On the downside, Antenna suffers from sounding a bit too conservative, knowing this band's ability to meander outside preconceived norms of alternative rock music. Worse yet, three songs during the first half of the CD are downright dreadful either in being far too plain or disturbingly sappy in sentiment ("Beautiful Son"). The CD picks back up around the floating and contemplative "Seafrost" and stays strong the rest of the way, but the first half may turn off a lot of listeners. Cave In is at their best when they are challenging themselves and their listeners and some of the moments on Antenna do nothing but sell the band short of their own talent and promise.

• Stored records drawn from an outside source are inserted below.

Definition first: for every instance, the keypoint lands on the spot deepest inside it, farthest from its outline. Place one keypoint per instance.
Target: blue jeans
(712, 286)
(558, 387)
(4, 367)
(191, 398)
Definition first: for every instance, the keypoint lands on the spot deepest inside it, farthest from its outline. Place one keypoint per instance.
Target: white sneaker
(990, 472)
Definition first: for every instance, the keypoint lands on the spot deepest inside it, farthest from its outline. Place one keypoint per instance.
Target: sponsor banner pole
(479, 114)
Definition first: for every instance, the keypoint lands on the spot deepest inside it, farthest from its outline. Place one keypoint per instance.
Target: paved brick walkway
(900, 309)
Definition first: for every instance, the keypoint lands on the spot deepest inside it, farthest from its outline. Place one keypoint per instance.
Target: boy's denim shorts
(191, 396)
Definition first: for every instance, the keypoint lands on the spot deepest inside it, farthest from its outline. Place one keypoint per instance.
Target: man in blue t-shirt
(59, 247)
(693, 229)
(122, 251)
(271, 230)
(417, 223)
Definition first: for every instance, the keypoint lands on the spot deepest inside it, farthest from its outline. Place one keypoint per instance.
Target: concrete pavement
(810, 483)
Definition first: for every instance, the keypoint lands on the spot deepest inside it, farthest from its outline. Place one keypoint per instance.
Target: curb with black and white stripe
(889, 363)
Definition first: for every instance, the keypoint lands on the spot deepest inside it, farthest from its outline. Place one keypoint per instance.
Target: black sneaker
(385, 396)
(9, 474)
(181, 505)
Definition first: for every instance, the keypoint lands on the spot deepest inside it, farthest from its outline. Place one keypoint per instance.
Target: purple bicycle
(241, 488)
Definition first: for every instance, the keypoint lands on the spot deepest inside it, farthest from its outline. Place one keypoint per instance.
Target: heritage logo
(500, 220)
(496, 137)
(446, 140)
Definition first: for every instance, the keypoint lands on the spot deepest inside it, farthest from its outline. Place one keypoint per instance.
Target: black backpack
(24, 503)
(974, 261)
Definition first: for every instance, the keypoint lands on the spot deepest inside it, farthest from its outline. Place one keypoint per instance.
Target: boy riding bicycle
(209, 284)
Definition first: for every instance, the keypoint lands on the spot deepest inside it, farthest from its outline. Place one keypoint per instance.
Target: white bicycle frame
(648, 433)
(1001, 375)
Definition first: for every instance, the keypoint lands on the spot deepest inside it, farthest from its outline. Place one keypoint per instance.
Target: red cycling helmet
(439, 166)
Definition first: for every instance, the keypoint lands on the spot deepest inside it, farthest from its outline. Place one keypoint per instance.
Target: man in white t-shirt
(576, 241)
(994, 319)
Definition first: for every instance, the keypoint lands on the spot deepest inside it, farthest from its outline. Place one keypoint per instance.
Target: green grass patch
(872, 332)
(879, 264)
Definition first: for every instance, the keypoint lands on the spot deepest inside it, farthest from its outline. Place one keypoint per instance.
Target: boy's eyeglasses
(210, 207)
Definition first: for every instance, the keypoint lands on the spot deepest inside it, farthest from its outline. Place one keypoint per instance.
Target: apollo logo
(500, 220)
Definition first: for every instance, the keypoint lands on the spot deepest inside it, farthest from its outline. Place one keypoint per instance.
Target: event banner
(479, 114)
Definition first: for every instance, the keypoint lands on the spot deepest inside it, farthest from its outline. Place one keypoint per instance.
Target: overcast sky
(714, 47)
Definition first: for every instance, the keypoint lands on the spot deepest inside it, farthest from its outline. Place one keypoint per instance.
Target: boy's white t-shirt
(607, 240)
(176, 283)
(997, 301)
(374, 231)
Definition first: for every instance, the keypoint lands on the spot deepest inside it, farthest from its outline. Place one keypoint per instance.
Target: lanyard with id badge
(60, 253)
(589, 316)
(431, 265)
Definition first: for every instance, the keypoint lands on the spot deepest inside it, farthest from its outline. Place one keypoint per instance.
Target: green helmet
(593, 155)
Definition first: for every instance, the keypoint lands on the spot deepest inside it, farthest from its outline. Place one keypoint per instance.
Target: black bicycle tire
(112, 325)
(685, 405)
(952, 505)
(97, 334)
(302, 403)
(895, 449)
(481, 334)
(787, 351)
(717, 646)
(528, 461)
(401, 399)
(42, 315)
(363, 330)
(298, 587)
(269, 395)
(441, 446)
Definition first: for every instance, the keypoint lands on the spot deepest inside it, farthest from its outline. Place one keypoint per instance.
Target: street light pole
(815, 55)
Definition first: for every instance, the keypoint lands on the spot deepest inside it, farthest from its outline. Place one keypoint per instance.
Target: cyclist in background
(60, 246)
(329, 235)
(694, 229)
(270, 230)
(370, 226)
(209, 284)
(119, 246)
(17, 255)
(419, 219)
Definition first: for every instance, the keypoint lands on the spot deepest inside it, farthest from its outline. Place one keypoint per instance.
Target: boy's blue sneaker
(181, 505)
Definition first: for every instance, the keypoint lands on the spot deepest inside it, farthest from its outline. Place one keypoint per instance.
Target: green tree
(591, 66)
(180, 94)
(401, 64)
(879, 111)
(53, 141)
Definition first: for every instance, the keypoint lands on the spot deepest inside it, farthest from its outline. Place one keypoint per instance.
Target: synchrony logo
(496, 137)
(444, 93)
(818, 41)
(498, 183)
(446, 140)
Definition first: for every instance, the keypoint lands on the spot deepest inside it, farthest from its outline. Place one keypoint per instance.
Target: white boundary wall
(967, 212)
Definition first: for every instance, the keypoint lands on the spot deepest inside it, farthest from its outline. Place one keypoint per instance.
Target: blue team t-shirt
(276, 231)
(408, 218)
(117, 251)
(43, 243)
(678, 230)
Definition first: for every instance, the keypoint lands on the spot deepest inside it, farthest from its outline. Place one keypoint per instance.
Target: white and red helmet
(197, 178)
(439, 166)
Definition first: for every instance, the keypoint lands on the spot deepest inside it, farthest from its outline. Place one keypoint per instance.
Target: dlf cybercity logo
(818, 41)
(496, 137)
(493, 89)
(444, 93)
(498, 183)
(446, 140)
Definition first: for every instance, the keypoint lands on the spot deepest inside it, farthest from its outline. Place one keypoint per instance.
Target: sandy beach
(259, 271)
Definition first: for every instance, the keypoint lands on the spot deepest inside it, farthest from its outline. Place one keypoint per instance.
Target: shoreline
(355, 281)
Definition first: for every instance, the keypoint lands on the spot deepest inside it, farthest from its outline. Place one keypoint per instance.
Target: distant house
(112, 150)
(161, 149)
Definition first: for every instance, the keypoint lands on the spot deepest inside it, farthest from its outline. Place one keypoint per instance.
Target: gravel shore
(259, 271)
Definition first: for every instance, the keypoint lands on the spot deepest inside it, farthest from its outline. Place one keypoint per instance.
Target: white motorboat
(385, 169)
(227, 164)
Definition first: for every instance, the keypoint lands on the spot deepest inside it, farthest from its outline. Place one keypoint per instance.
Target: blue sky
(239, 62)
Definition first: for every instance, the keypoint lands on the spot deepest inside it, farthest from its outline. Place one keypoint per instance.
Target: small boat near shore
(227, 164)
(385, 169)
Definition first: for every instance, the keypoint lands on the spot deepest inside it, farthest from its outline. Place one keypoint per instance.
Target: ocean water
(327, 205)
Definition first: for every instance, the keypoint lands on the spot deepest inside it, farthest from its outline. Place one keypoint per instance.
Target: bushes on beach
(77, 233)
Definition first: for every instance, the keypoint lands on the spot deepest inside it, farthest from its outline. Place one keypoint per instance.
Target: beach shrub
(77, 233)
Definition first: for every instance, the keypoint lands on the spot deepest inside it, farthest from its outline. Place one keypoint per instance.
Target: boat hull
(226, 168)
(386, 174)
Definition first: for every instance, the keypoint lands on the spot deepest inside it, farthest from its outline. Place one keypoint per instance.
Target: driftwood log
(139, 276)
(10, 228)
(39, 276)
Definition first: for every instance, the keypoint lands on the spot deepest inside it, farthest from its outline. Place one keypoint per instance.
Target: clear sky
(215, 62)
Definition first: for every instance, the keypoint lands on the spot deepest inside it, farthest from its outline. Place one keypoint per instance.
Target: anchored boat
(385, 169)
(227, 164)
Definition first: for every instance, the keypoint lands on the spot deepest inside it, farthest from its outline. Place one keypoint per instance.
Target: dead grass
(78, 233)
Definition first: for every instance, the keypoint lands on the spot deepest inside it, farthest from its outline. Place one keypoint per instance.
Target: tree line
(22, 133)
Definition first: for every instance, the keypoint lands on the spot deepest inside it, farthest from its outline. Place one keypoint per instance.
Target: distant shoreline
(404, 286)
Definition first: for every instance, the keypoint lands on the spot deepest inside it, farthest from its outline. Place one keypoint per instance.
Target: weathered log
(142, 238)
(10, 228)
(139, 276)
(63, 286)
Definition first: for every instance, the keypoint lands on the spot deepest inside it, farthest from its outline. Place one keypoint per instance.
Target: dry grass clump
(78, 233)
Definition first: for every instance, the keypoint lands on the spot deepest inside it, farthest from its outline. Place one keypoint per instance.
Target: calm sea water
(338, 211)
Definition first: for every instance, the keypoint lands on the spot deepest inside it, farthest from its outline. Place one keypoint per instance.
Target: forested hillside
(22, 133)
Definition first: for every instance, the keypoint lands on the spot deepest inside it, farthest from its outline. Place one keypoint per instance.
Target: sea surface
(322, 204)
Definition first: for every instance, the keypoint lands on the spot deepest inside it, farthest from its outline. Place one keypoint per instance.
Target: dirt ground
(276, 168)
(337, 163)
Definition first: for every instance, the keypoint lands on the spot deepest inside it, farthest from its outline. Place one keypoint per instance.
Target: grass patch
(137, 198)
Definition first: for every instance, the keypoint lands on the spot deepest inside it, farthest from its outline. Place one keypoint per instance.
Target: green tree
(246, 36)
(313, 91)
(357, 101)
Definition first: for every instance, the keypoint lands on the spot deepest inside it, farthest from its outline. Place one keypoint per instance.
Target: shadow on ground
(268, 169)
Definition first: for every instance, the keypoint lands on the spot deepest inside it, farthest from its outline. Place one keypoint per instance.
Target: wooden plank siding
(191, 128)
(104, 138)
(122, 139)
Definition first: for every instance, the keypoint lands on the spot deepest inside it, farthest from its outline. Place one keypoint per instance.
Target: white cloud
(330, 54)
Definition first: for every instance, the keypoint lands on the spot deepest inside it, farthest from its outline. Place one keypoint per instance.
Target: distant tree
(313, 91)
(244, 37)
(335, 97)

Despite disliking a portion of this CD, I've found myself listening to the stronger tracks over and over. When this band hits on all cylinders, they're an incredible, unmatchable act with great vision. Hopefully the major label jitters will play themselves out and this band will rise from this point. Cave In are far too talented to do anything less than stellar. Becoming just another artsy pop band would be an injustice.